At Wednesday, May 09, 2007 5:41:00 PM, Anonymous Bill Hobbs said...

I wonder, given yesterday's flap over the publication of the handgun-carry permit database, if the sudafed purchase list is public record.

 
At Thursday, May 10, 2007 5:59:00 AM, Anonymous Anonymous said...

I worked in a pharmacy. usually everyone arrested for making meth, can be found in those little books. It does help locate it. It's the law. A pharmacy has to hand over that book or face a fine themselves. It's a hassle. But I would rather have my name in a book, than have my child or grandchild be able to buy meth from the guy next door.

 
At Thursday, May 10, 2007 2:11:00 PM, Blogger Dave Oatney said...

Renee;
Your concerns are the same ones that I share. I don't think anyone who lives in an area where meth is prevalent doesn't want to stop its spread-thing is, so far the law has not been effective in stopping the manufacture or distribution of meth.

It is frightening that our purchases can now be tracked by the State in this way. Those who favor such regulation often do so with the mentality that government will never abuse such power-I am not so trusting of the State.

Bill;
If the records are public, that is even more scary-you have to hope that they are not-who buys Sudafed is none of the general public's business.

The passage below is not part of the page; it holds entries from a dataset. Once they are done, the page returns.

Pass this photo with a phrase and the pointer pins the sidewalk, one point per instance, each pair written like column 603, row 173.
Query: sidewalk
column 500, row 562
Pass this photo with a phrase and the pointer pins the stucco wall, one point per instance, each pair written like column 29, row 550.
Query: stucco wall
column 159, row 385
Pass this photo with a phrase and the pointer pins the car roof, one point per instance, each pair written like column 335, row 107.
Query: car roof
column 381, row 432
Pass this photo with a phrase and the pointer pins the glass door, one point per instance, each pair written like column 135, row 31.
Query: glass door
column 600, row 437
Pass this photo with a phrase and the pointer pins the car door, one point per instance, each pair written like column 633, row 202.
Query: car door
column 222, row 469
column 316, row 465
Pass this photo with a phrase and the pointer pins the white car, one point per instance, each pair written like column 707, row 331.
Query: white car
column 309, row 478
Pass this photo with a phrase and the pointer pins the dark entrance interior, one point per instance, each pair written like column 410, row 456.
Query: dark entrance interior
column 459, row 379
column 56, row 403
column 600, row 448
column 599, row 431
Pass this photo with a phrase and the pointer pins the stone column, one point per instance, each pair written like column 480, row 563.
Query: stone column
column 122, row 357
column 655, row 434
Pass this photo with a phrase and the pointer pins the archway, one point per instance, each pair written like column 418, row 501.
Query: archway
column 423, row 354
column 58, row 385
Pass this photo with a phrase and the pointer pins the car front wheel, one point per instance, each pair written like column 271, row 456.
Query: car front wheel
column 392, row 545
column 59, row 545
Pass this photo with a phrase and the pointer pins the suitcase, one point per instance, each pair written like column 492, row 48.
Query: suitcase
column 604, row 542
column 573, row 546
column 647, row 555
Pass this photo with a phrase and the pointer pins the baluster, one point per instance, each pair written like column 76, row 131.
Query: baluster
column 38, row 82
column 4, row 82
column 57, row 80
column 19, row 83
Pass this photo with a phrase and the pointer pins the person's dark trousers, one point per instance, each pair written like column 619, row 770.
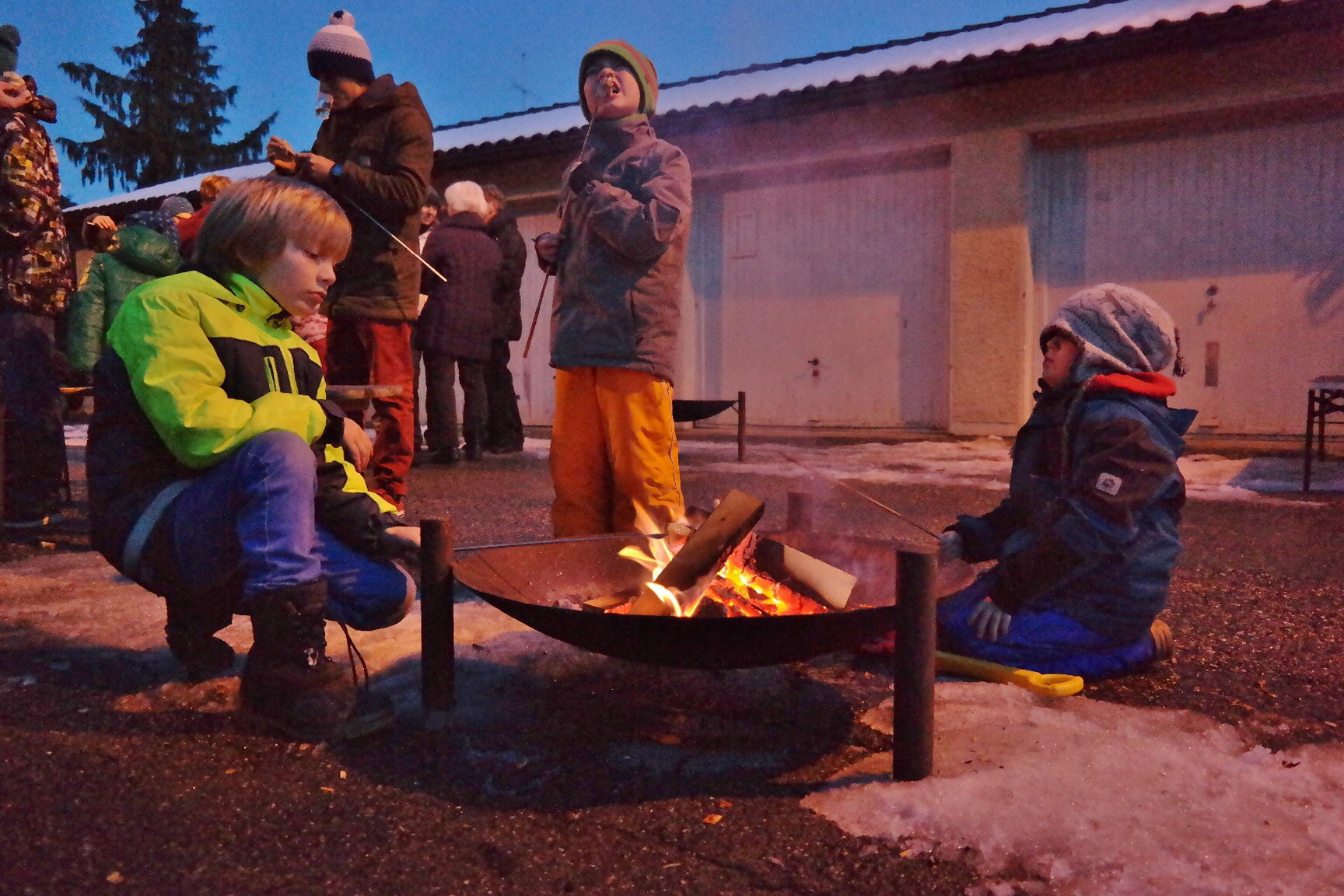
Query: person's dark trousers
column 362, row 352
column 441, row 404
column 249, row 526
column 503, row 425
column 34, row 438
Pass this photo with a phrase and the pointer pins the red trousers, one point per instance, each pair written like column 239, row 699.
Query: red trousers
column 362, row 352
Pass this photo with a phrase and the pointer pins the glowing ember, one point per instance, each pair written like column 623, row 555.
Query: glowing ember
column 740, row 589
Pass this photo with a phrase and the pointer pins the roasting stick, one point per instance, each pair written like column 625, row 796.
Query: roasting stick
column 866, row 497
column 546, row 281
column 675, row 531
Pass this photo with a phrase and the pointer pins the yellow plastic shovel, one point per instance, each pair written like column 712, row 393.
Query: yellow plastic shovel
column 1048, row 685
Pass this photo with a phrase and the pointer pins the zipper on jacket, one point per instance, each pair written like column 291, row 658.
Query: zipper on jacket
column 271, row 374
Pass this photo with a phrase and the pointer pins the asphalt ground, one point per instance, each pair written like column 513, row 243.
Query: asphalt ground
column 597, row 775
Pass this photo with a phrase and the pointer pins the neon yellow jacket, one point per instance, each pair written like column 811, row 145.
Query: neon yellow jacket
column 195, row 367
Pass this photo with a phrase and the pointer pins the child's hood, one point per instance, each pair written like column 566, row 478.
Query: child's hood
column 386, row 92
column 147, row 251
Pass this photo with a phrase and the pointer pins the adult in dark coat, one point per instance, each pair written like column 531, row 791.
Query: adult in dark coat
column 35, row 275
column 374, row 156
column 457, row 324
column 504, row 425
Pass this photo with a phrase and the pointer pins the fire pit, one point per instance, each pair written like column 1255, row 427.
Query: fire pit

These lists tend to make suspects out of perfectly innocent people if that is the case.

 
At Thursday, May 10, 2007 9:42:00 PM, Blogger Renee said...

Anytime the government has lists compiled, it is never a good thing. None of the laws created to keep this stuff off the street ever work. As you said, it only makes a innocent people suspects.

It is so frightening, that people are so willing to just part with their freedoms. The United States will become an Orwellian-like society if this type of thing keeps happening. As long as there is no public outcry, it will never stop.

And you can forget about the ACLU wanting to get involved. The group that selectively defends the Constitution of the United States. They're too busy defending groups like NAMBLA and people who want freedom from religion.

 
At Friday, May 11, 2007 12:21:00 AM, Blogger Matt Daley said...

This comment has been removed by the author.

 
At Friday, May 11, 2007 12:29:00 AM, Blogger Matt Daley said...

I understand that this issue creates concerns, but doesn't any type of government regulation/intervention?

For all of us to be as free as possible, we all have to give up some level of freedom and privacy. Obviously, we have to be vigilant and should have the power to strike that balance, but there simply must be one lest one group's freedoms become greater than another's.

Also, the trustworthiness of government should be a separate issue and desparately needs to be fixed. In order to strike a proper balance between the needs of society and individual freedom, we have to be able to trust our governments to help strike that balance. Without that trust, the specific issue is really irrelevant.

I think the bottom line here is that the idea behind the regulation serves a positive, necessary purpose. If the law is ineffective, then it needs to be re-written, but it doesn't need to disappear entirely. We can't hide our heads in the sand and hope that these drug problems will go away by themselves -- they won't. Certain amounts of government attention must be had; it should be sane and effective, but it is necessary.

 
At Friday, May 11, 2007 12:03:00 PM, Anonymous Anonymous said...

The sudefed law is not public record. Only law enforcement are allowed to review it.